I’ve decided that I want babies. 3 of them, to be exact. I want triplets, but I don’t want them to all look the same.

I’d like for one of my babies to be a Burtle. A little tiny baby Burtle. 50% Bear, 50% Turtle, 100% precious. He’d be my favorite. I’d spoil him like you wouldn’t believe. I’d buy him all sorts of cute little rattles and such. I’d hire a full-grown Elmo to be at his birthday party. I’d send him to private school so that he could be anything he wanted, like a doctor, or a congressman. I’d buy him the nicest blue bonnet that I could find at Baby’s-R-Us.
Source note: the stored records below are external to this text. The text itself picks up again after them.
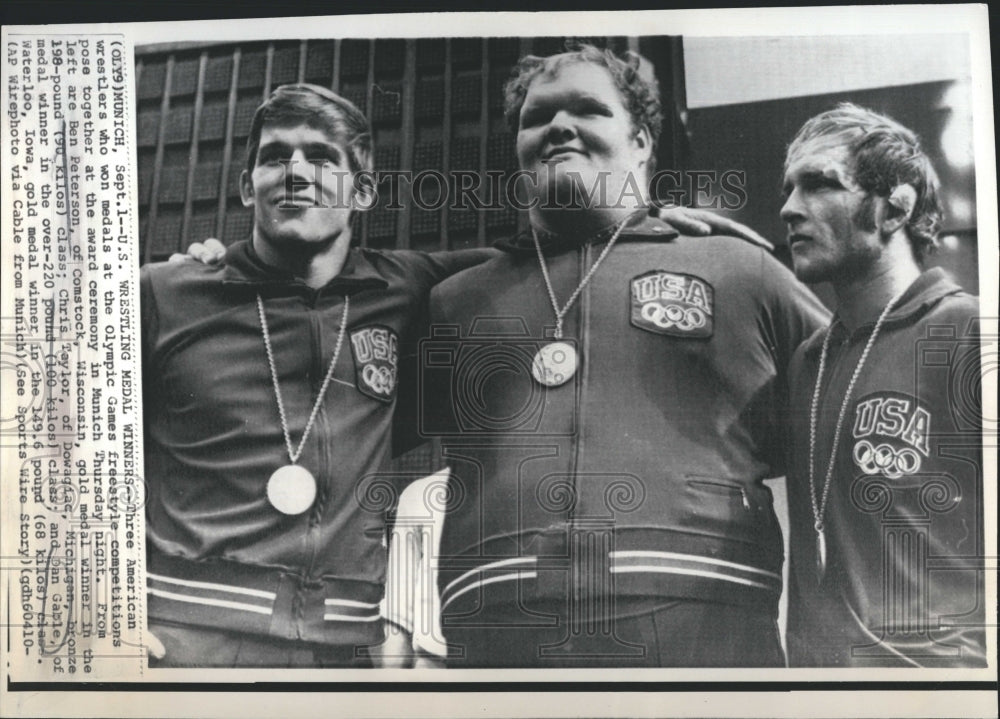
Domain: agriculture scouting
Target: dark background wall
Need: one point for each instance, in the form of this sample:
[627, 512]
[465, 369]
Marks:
[433, 103]
[753, 137]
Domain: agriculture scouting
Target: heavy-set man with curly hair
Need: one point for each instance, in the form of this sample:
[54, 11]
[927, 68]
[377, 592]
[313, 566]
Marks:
[885, 485]
[610, 405]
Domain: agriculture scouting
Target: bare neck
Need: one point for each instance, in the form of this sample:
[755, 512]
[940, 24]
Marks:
[579, 223]
[861, 299]
[315, 267]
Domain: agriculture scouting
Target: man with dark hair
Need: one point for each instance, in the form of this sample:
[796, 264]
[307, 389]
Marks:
[885, 484]
[610, 404]
[270, 384]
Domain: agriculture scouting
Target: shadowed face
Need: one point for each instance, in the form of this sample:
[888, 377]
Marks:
[832, 230]
[574, 125]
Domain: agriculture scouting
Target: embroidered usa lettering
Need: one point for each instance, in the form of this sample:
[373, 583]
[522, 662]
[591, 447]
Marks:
[376, 361]
[672, 303]
[891, 434]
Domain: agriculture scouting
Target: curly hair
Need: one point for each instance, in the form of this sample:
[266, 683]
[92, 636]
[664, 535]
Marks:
[640, 94]
[885, 155]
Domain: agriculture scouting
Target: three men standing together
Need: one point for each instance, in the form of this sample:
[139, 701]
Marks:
[610, 506]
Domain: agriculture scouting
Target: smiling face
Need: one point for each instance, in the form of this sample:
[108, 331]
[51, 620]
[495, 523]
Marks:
[832, 222]
[300, 189]
[573, 120]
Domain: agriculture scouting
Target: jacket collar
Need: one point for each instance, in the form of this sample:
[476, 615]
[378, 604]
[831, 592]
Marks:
[926, 291]
[641, 226]
[245, 269]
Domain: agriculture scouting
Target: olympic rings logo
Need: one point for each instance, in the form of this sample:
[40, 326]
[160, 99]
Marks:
[380, 379]
[886, 460]
[669, 316]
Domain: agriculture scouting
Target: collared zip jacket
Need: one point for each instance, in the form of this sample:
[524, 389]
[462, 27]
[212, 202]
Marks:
[641, 476]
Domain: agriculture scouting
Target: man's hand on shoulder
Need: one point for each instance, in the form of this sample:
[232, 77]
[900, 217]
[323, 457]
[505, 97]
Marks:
[692, 221]
[209, 252]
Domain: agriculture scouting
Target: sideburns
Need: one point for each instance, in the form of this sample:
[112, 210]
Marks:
[865, 215]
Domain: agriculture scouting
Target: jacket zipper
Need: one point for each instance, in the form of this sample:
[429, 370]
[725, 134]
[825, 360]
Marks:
[584, 325]
[728, 486]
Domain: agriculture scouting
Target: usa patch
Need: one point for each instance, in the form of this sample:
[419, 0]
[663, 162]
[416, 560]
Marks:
[891, 434]
[376, 361]
[672, 303]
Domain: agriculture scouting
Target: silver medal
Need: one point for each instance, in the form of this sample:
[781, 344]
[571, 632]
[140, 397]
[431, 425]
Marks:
[291, 489]
[820, 554]
[554, 364]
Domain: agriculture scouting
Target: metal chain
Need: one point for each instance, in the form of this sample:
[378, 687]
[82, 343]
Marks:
[560, 314]
[819, 505]
[294, 455]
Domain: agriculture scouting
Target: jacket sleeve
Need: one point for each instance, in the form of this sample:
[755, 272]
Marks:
[791, 314]
[443, 265]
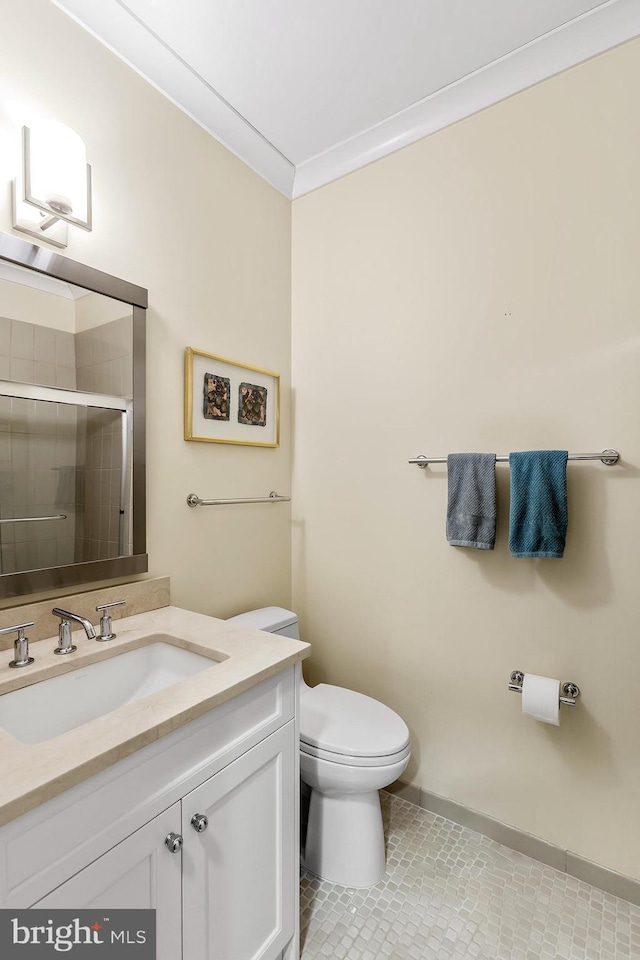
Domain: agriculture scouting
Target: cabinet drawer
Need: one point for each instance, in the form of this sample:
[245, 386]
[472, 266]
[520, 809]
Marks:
[48, 845]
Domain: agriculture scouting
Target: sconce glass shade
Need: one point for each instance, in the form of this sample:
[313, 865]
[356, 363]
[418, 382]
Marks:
[56, 174]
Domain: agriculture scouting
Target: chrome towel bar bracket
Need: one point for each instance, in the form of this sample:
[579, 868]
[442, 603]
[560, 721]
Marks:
[194, 500]
[608, 457]
[571, 690]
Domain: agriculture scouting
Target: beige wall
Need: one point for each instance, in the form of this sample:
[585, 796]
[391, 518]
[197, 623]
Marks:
[175, 212]
[480, 290]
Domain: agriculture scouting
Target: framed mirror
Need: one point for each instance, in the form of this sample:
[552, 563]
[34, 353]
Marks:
[72, 422]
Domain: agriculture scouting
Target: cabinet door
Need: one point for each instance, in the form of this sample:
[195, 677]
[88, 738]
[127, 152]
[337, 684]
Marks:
[138, 872]
[239, 874]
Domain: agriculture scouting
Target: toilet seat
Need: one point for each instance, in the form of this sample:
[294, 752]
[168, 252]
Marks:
[354, 761]
[346, 727]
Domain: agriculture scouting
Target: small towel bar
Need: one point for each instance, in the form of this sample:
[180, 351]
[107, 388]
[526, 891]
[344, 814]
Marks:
[608, 457]
[194, 500]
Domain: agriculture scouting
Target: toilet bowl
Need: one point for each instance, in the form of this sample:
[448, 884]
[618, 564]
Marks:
[351, 746]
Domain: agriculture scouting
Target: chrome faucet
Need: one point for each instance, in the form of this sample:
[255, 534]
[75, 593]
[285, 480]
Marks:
[64, 631]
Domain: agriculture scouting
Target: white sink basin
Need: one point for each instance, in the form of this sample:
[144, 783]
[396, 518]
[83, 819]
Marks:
[51, 707]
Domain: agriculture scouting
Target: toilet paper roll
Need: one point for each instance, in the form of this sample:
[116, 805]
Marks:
[541, 698]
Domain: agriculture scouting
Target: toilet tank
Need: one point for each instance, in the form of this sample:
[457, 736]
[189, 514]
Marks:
[271, 620]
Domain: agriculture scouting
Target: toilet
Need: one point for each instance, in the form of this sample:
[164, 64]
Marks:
[351, 746]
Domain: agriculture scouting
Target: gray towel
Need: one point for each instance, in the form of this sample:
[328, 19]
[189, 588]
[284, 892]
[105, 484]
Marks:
[471, 511]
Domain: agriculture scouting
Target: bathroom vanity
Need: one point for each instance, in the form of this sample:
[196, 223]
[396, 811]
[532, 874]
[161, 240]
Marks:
[185, 800]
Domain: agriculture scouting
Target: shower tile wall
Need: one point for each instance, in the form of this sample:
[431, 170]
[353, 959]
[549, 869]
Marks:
[64, 458]
[37, 452]
[104, 356]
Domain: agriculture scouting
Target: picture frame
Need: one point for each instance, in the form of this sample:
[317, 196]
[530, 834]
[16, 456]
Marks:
[226, 401]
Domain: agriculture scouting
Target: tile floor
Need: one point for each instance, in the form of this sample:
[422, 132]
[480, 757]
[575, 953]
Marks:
[451, 894]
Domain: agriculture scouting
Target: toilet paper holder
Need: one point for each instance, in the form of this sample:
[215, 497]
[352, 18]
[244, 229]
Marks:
[571, 690]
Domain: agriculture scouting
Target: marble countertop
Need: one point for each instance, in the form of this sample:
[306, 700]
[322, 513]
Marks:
[34, 773]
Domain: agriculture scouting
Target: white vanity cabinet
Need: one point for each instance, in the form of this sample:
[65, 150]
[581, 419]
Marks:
[134, 873]
[229, 892]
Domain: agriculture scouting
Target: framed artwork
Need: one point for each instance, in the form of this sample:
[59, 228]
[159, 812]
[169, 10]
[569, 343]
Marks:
[226, 401]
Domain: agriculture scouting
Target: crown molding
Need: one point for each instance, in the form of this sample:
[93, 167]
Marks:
[126, 36]
[601, 29]
[606, 26]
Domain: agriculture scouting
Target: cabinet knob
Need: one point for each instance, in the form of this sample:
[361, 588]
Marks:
[173, 842]
[199, 822]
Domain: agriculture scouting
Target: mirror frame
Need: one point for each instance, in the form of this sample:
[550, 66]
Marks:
[34, 257]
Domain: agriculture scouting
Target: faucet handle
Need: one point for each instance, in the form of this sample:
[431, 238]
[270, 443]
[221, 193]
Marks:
[20, 644]
[106, 630]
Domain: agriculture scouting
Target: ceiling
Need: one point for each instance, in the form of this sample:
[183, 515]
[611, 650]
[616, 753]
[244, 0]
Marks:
[305, 91]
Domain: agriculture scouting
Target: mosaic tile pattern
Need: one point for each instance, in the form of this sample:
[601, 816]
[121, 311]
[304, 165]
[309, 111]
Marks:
[451, 894]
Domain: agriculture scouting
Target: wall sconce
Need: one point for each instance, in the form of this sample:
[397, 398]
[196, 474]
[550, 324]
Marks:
[54, 186]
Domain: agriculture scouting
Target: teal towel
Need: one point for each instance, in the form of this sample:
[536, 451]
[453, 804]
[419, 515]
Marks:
[538, 511]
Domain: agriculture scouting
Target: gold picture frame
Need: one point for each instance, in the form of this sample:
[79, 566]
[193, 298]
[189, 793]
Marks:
[224, 405]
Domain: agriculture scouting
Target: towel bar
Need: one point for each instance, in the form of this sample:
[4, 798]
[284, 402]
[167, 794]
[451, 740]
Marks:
[194, 500]
[608, 457]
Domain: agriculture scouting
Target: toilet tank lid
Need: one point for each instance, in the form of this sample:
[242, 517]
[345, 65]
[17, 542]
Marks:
[265, 618]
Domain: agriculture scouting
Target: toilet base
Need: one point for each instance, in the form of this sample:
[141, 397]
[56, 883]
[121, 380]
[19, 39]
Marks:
[345, 839]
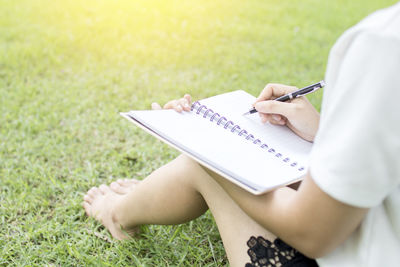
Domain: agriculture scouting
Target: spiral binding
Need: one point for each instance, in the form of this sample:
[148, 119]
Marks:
[234, 128]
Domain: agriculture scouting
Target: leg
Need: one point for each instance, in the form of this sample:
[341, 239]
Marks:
[178, 192]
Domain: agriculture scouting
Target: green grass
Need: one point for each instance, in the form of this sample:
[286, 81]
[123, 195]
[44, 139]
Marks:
[68, 67]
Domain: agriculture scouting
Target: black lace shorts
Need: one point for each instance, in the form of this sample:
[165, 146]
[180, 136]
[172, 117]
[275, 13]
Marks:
[264, 253]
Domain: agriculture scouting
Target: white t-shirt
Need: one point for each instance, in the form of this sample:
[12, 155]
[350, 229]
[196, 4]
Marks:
[356, 155]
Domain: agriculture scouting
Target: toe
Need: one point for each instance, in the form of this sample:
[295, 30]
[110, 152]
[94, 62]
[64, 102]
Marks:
[93, 192]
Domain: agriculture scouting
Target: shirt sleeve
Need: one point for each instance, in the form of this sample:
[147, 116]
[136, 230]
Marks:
[356, 154]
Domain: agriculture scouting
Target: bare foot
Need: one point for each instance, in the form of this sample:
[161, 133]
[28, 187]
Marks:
[99, 203]
[123, 186]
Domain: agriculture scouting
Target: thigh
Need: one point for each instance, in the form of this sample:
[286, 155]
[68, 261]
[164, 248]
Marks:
[246, 242]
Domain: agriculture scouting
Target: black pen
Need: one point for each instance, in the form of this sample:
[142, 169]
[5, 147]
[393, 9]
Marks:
[303, 91]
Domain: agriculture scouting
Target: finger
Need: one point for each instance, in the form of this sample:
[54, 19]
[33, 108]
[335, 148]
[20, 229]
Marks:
[155, 106]
[276, 107]
[183, 102]
[274, 90]
[277, 120]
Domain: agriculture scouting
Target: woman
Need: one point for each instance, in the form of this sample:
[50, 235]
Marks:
[346, 211]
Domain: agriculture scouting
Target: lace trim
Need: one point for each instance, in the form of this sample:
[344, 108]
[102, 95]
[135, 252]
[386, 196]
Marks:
[264, 253]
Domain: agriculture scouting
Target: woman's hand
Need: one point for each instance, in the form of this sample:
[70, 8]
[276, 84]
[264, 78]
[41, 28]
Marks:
[298, 114]
[183, 104]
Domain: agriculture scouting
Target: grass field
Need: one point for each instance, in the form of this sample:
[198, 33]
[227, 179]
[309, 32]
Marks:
[68, 67]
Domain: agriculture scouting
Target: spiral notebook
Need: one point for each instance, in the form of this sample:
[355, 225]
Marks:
[257, 157]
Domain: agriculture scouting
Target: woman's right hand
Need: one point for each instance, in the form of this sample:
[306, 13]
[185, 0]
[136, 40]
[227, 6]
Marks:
[182, 104]
[298, 114]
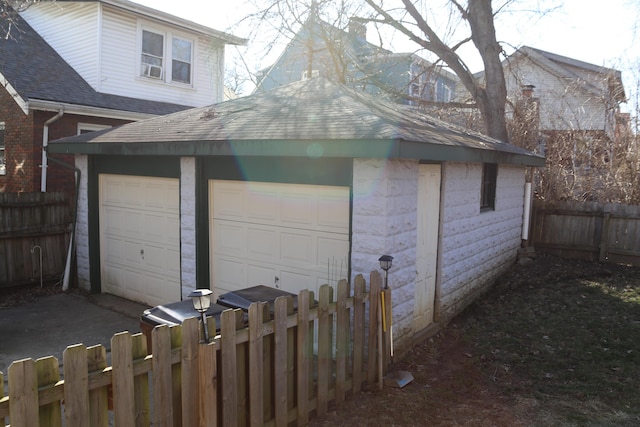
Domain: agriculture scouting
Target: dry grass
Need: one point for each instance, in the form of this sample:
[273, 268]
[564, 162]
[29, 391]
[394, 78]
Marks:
[554, 343]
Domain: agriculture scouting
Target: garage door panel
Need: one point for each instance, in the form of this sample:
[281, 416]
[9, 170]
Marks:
[296, 248]
[139, 235]
[297, 233]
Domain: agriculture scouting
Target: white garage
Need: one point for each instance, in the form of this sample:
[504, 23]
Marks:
[140, 238]
[289, 236]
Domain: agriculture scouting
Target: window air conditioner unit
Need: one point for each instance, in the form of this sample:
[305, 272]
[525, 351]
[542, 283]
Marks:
[153, 71]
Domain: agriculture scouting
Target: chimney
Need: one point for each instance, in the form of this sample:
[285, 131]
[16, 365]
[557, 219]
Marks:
[358, 27]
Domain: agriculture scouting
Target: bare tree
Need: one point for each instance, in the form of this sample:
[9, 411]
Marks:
[472, 21]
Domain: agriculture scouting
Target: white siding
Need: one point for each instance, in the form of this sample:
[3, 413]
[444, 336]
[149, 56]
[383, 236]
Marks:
[72, 30]
[476, 247]
[121, 64]
[564, 104]
[102, 44]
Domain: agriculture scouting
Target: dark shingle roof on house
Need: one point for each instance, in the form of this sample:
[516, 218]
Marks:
[37, 72]
[309, 118]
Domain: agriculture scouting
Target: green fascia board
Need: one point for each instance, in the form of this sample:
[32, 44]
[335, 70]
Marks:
[313, 149]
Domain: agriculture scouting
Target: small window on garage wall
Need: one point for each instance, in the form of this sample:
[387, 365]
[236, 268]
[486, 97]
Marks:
[488, 189]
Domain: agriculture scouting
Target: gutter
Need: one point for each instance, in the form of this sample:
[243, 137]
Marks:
[45, 143]
[67, 268]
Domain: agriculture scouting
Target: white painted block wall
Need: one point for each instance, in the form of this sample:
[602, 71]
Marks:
[475, 247]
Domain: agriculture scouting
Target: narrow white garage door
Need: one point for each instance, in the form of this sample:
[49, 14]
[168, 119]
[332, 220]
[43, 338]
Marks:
[140, 238]
[287, 236]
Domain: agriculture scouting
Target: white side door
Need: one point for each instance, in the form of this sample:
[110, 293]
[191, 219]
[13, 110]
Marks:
[427, 244]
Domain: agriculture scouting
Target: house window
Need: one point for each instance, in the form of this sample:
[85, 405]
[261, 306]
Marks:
[488, 189]
[152, 55]
[181, 63]
[3, 163]
[158, 50]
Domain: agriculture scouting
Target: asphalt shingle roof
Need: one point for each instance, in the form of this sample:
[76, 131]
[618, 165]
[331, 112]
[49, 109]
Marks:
[315, 110]
[36, 71]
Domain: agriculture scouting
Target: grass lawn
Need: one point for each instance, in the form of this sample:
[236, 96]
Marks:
[552, 343]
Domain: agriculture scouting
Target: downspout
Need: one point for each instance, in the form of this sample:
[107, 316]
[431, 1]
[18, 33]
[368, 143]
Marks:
[67, 267]
[45, 143]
I would call him Umberto my Little Pookie Wookie Burtle Baby.

I’d like for my second triplet to be a Mermaid baby. I would love my mermaid baby very much, just not quite as much as my precious little Burtle baby. I would be most pleased if my mermaid baby had little lobster claws for hands. I would send her to public school and encourage her to play tennis or to be on the debate team. I would go to her high-school graduation, but I would not stay until the end. I would discourage her from having surgery to separate her legs, making her more normal. I would tell her that if she did such a thing, that I would love her less. I would be so proud if she grew up to have a respectable job, like a manager at a yarn store, where she could cut the yarn with her lobster claws. I would buy her a bonnet from Target. I would call her Thelma the Mermaid Baby with Claws.

I would like for my third triplet to be normal. I would not like my normal baby one bit, and that’s the truth. I would neglect him and feed him discounted hamster food. I would dress him in raggedy torn overalls and make him carry around a pitchfork. I would tell him that if he shined Umberto’s shell, I would feed him porkchops. When my precious little Burtle’s shell was super-shiny, I would feed my normal baby Rabbit food. I would homeschool him, then not teach him anything. I would ask him to read things and then laugh at him along with Umberto and Thelma. His illiteracy would be the root of many jokes in my household. I would hire someone who slurred really badly to tutor him until he developed the same slur. This would make his attempts at reading even funnier than before. I would not buy him a bonnet. I would call him Zeek.